“Ih-luh-noy.” Not, “Ih-li-noize.” But, no matter how you pronounce it, it’s quite a state. Birthplace of Lincoln, playground of Al Capone, and home of ”The Windy City”, “Second City” – aka “Chi-town. We will have only a week, but our plan is to start in Chicago and travel south down Classic Rt. 66, through Springfield, and into East St. Louis.
Route 66: So this will be our first chance to get our kicks… and we’re gonna do it up right. We plan to pick up Rt. 66 in Chicago, the “end of the route” and head southwest through the state on our way to East St. Louis. Along the way, we plan to stop, rest and enjoy the visual history still contained throughout the path. In addition, we’ll be spending a few hours in the Rt. 66 Hall of Fame in Pontiac.

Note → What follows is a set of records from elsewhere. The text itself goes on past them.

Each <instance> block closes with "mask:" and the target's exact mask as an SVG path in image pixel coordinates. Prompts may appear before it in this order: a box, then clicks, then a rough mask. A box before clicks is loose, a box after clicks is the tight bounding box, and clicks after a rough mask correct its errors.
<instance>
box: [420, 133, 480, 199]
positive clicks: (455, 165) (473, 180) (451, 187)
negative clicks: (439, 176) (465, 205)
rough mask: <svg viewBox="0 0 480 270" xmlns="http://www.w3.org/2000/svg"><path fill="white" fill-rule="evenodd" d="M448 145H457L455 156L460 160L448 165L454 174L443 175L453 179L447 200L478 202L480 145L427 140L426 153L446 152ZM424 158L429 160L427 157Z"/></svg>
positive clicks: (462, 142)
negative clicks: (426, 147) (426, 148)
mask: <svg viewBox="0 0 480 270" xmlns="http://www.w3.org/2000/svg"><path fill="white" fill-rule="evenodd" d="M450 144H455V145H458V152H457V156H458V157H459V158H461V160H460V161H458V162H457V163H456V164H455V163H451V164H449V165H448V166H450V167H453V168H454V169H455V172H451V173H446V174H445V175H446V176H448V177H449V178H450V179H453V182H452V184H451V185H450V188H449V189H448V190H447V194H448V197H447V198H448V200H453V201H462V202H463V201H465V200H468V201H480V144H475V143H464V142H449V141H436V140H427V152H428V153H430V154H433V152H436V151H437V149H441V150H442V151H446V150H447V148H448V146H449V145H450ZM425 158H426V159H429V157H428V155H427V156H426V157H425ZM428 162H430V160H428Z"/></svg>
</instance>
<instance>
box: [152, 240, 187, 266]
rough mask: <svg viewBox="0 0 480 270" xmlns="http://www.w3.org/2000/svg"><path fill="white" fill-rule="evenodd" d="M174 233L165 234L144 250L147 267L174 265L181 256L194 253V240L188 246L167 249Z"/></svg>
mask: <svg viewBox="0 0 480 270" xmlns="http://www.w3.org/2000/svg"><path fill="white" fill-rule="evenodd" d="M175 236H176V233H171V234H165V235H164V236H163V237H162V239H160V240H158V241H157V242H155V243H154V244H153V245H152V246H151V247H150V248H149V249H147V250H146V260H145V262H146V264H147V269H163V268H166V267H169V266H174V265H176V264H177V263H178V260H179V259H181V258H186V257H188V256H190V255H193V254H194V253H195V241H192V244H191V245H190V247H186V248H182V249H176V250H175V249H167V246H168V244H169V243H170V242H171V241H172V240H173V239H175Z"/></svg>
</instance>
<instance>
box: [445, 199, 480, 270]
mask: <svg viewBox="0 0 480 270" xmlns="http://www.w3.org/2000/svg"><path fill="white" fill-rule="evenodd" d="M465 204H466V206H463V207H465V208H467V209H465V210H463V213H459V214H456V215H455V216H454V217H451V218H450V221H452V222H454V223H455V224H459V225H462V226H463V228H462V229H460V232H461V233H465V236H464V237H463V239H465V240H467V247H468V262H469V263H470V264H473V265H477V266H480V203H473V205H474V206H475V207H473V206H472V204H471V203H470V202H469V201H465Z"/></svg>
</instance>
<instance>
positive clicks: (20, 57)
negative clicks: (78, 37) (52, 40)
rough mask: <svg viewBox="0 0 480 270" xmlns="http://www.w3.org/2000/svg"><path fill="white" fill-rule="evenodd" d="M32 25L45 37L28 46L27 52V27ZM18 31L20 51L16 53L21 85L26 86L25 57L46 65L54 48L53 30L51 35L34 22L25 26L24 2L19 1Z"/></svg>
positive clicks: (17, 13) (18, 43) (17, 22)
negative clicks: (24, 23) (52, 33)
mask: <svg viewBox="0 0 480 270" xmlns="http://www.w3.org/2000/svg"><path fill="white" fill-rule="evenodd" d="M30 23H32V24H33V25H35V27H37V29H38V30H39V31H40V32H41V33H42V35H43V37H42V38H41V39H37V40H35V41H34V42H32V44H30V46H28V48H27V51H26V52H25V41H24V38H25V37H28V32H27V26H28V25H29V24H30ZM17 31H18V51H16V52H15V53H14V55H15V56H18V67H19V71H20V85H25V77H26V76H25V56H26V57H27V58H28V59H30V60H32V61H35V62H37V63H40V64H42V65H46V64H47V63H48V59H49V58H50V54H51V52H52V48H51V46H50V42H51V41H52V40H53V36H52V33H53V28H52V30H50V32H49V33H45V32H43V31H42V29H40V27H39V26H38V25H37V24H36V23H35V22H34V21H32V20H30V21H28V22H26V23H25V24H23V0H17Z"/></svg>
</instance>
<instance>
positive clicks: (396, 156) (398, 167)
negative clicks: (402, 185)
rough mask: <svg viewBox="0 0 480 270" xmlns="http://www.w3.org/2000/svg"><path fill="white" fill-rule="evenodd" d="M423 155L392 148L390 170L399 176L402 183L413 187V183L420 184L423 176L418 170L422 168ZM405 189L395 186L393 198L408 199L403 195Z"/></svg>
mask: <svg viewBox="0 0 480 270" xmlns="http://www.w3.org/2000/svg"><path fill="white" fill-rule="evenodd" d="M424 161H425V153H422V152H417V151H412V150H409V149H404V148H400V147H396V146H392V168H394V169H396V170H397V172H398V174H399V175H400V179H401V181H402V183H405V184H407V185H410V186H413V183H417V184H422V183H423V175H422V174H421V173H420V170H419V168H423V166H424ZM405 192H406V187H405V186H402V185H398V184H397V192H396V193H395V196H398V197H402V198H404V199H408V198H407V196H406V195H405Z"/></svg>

Chicago Blues Festival: We are lucky enough to be passing through the weekend that this event is closing down. Not only is blues an integral piece of Chicago history, “Chicago Blues” is a vital piece of blues history. Chicago blues is a form of blues music that developed here and features the basic acoustic guitar and harmonica-based Delta blues, with amplified harmonica , and the addition of an electrically amplified guitar, amplified bass guitar, drums, piano and sometimes saxophone and trumpet. The music developed in the first half of the twentieth century due to the Great Migration (African American) when Black workers moved from the South into the industrial cities of the North such as Chicago. It’s a style that helped define blues in America and the blues festival is a must-not miss for us!
Superdawg Drive-In: A classic 40s drive in featuring some of the region’s best red hots. Order from your car, get served by a carhop… how cool is that? Pretty cool we’d say!
The Art Institute of Chicago: Listed as one of the 1,001 Things to See Before You Die and appearing in the classic film Ferris Bueller’s Day Off , the Art Institute of Chicago is not only a museum but also one of the premier Art School’s in the United States. The museum, opened in 1879 and moved to its current location in 1893, features works from vast cultures and over 5,000 years of human expression.
The Cahokia Mounds: Believed to have been the site of human sacrifices, religious worship, astrological research and home of the largest earth-work mound north of Mexico, the Cahokia mounds is a mysterious, beautiful native american history site.
- Putt Putt in a Funeral Home: No, seriously, it’s a miniature golf course in the basement of a funeral home… death themed… yeah, we’re goin’!
- Metropolis, IL: Who’s from Metropolis? Only the most famous man to ever have a sun allergy – Superman!